We are delighted that you are singing in The Pirates of Penzance, what are you looking forward to most about returning to ENO?
I have such a long association with the company, since 1974, I think. I have sung almost 50 roles and many hundreds of performances at the Coliseum and on tour for ENO. Back in the 70s I was a member of the Ensemble – wonderful years! It’s great to get back to a Company where I have so many friends; I love the building and I love the audience. Der Rosenkavalier in 2012 was my last opera at ENO: Baron Ochs is indeed great fun but so is the Sergeant of Police, and I look forward to it. I didn’t actually see Pirates last time but it’s great to be in a Mike Leigh production – I have much admiration for him.
You are a world-class opera singer, best known for singing Wagner, Verdi and Strauss, though you have also sung Handel and Mozart and much Sullivan in your early career. Are you a Gilbert & Sullivan fan? And does your approach to a role differ depending on the repertoire?
I am a Gilbert & Sullivan fan and was brought up on it. I have many memories from my early childhood in Oswaldtwistle – my father singing the Bos’un in HMS Pinafore, my brother as Pish Tush and my sister Yum Yum in The Mikado. We’d often sing round the piano at home. That was where my life as a singer started. Now, a few decades later, my approach to all roles is the same – you prepare thoroughly with discipline; then once in the rehearsal room you get to know the character – think like them, walk in their shoes, slowly getting into the role. I haven’t sung many Gilbert & Sullivan parts: just the Sergeant, Pooh Bah in The Mikado, and Private Willis in Iolanthe with Anne Collins as the Fairy Queen here at ENO in 1971.

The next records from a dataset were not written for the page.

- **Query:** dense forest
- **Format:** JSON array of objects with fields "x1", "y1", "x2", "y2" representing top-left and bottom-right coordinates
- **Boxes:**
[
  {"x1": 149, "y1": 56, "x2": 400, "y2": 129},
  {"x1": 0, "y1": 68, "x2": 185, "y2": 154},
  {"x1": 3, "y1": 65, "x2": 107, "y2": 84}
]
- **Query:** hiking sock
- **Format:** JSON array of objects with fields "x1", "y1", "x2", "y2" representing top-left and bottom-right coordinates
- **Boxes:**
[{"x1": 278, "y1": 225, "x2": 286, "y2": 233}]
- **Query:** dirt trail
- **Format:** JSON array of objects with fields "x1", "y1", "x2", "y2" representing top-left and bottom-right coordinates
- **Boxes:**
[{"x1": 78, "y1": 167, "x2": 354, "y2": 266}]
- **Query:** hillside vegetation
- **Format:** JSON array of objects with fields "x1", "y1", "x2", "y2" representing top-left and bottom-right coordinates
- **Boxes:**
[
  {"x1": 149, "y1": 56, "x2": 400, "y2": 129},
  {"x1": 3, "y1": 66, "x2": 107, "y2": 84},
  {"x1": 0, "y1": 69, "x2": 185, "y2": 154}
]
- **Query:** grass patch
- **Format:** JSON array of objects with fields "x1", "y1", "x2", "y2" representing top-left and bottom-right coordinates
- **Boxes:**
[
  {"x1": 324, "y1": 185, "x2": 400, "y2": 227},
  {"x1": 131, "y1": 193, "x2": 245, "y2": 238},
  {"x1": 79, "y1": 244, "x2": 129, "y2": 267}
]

You previously sang the role of Sergeant of Police with Manchester University Gilbert & Sullivan Society in 1966. What will you bring to the role this time around?
That is amazingly 51 years ago! It’s the only performance I have ever done of the role – so it’s had time to mature! Exactly what I’ll bring to it – at this stage I don’t know. I have to work with the singers, director, conductor and we’ll see where it goes. It appears a straightforward character but there is often a degree of stylisation with Gilbert & Sullivan. Gilbert’s words are absolutely wonderful and witty, Sullivan’s music goes perfectly with them – his music was at its best in these comic operas, and they have certainly stood the test of time.
You have said that you like to give back when working with young singers. What advice might you give to fellow Pirates cast members and ENO Harewood Artists Soraya Mafi and David Webb?
There’ll be much to talk about – singing, performance, being on stage, text, singing beautifully, and the vocal technique, which are so important for sustaining a long career. If you sing beautifully your voice works naturally and won’t deteriorate. I do many masterclasses with young singers and regard it as a duty, as someone who has been in the business a long time, to give something back. Each singer is unique and you can never predict what each singer will bring. It will depend on their strengths and weaknesses. I encourage the strengths and then work on what needs developing. The advice comes from their needs and situation rather than me giving a list of dogmatic rules!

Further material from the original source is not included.